Broadly speaking, we need solutions to the challenges I outlined above. In particular, we need to elucidate mutation signatures in experimental systems that reasonably recapitulate the complexity of metabolism at the levels of the organism, tissue, and cell, perhaps interacting with deficiencies in cells’ ability to detect and repair DNA damage as the tumour develops. To close the loop between mechanism and epidemiology, we also need the best possible clinical and demographic information on sequenced cancer genomes, including data concerning likely exposures and environments faced by the cancer patients who are being sequenced.
Are specific mutation signatures related to specific types of cancer?
Yes, often for the obvious reason that the cell from which the tumour originated had to be exposed to the mutagen. For example, cancers stemming from ultraviolet-light-induced mutations can only develop in cells exposed to this light. As another example, many exogenous compounds are metabolised in the liver, and, probably for this reason, an unusually large number of signatures have been seen in liver cancers. Beyond this, there may be complicated interplays between specific physical mutation signatures, genes particularly vulnerable to the mutations caused by these signatures, and oncogenic selection in specific cancer types. Our understanding of these interplays is in its infancy.

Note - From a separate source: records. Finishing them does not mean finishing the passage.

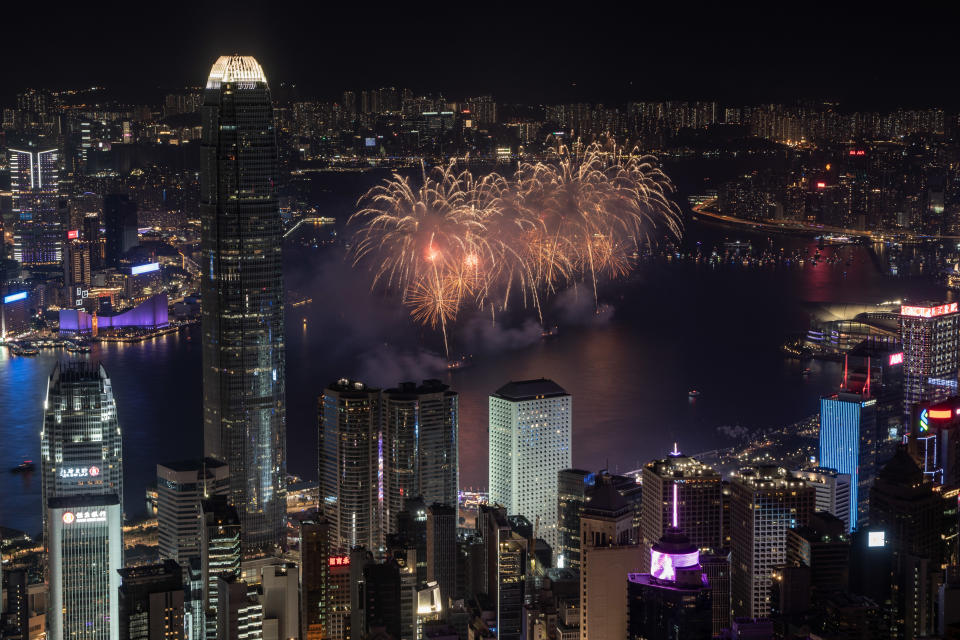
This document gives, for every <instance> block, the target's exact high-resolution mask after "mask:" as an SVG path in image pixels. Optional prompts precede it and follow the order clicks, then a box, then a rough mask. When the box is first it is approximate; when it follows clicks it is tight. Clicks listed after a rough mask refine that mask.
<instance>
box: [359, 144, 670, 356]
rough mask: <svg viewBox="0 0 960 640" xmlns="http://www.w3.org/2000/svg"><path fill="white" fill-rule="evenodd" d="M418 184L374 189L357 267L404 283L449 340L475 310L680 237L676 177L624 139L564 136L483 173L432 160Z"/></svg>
mask: <svg viewBox="0 0 960 640" xmlns="http://www.w3.org/2000/svg"><path fill="white" fill-rule="evenodd" d="M420 178H421V179H420V181H419V184H418V186H414V185H412V184H411V181H410V179H409V178H405V177H402V176H400V175H398V174H394V175H393V176H392V177H391V179H389V180H386V181H384V182H383V183H382V184H380V185H378V186H376V187H374V188H373V189H371V190H370V191H368V192H367V193H366V194H365V195H364V196H363V197H362V198H361V199H360V201H359V202H358V205H360V209H359V211H357V213H355V214H354V215H353V216H352V217H351V219H350V222H351V224H356V225H357V227H358V230H357V239H356V243H355V245H354V249H353V259H354V264H358V263H360V262H363V261H369V262H371V263H373V264H374V266H373V267H372V272H373V279H372V280H373V281H372V284H371V287H372V288H376V287H378V286H381V287H383V288H384V289H387V290H395V291H398V292H400V295H401V297H402V300H403V302H404V303H405V304H407V305H408V306H409V307H410V308H411V315H412V316H413V318H414V320H415V321H417V322H419V323H421V324H423V325H425V326H430V327H433V328H435V329H440V330H441V331H442V333H443V336H444V345H445V347H446V346H447V344H448V336H447V332H448V326H449V325H452V324H453V323H454V322H455V321H456V319H457V315H458V313H459V311H460V310H461V309H464V308H469V307H473V308H476V309H486V308H489V309H490V312H491V314H494V313H495V311H496V310H497V309H499V310H503V309H505V308H506V307H507V304H508V302H509V301H510V299H511V297H513V296H514V295H515V294H516V295H517V296H518V297H519V298H520V299H521V300H522V301H523V304H524V305H527V306H530V307H532V308H534V309H535V310H536V311H537V313H538V314H540V315H541V320H542V301H543V300H544V299H545V298H547V297H549V296H550V295H552V294H554V293H556V292H557V291H559V290H561V289H562V288H564V287H566V286H568V285H569V284H571V283H575V282H577V281H579V280H583V281H587V282H589V283H590V286H591V289H592V291H593V296H594V303H595V304H597V305H598V304H599V301H598V296H597V285H598V280H599V279H601V278H603V277H607V278H610V279H615V278H620V277H623V276H625V275H627V274H628V273H629V271H630V268H631V262H630V256H631V255H632V254H633V253H634V252H636V251H638V250H639V249H640V248H641V247H642V246H643V245H645V244H649V243H651V241H652V240H653V239H654V238H655V237H656V236H657V235H660V234H666V235H671V236H674V237H679V235H680V233H681V226H680V212H679V209H678V207H677V205H676V204H675V203H674V202H673V201H672V200H671V197H670V196H671V194H672V193H673V185H672V183H671V182H670V179H669V178H668V177H667V176H666V174H664V173H663V171H661V170H660V169H659V167H658V163H657V161H656V159H655V158H653V157H651V156H646V155H642V154H640V153H639V152H638V151H637V150H636V149H631V150H629V151H626V150H624V149H623V148H621V147H618V146H616V145H614V144H603V143H592V144H580V143H579V142H578V143H576V144H573V145H571V146H566V145H563V144H561V143H556V144H555V145H554V146H552V147H551V148H550V149H549V151H548V153H547V154H546V155H545V158H544V159H543V160H541V161H538V162H521V163H520V165H519V166H518V167H517V170H516V172H515V173H514V175H512V176H510V177H505V176H502V175H499V174H491V175H488V176H485V177H483V178H482V179H477V178H475V177H474V176H473V175H472V174H471V173H470V172H469V171H466V170H458V168H457V165H456V163H455V162H453V161H451V162H450V163H448V164H447V165H446V166H443V167H435V168H433V169H431V170H427V169H426V168H425V167H422V168H421V176H420Z"/></svg>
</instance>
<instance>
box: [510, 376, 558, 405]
mask: <svg viewBox="0 0 960 640" xmlns="http://www.w3.org/2000/svg"><path fill="white" fill-rule="evenodd" d="M493 395H494V396H495V397H497V398H503V399H504V400H513V401H518V400H535V399H537V398H558V397H561V396H568V395H570V394H569V393H567V392H566V391H565V390H564V389H563V387H561V386H560V385H558V384H557V383H556V382H554V381H553V380H548V379H546V378H540V379H539V380H517V381H510V382H508V383H507V384H505V385H503V386H502V387H500V388H499V389H497V390H496V391H495V392H494V394H493Z"/></svg>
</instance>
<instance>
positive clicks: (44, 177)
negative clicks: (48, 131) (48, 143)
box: [8, 141, 64, 266]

What are the implications for cancer surveillance and prevention?
The implications for surveillance and prevention are far-reaching. For the first time, researchers can systematically and thoroughly characterise in experimental systems the DNA changes caused by a wide range of known or possible mutagens. In the immediate future, researchers can look at the somatic mutations in thousands of tumours, and, over the next decade, tens of thousands tumours, and identify the signatures of mutagenic exposures that likely contributed to those tumours. From this, researchers will detect heretofore unexpected exposures, as we did, for example, when we saw the aristolochic acid signature in liver cancers. Conversely, some exposures hypothesised to be mutagenic may be exonerated. Experimental determination of the mutation signatures of many more carcinogens in many more tissues is essential to realise this vision. Prevention is a particularly effective ‘cure’ for cancer. The knowledge of specific mutation burdens associated with particular exposures will illuminate cancer epidemiology and mechanisms. I also hope that direct knowledge of these mutational burdens will motivate people to minimise their carcinogenic exposures.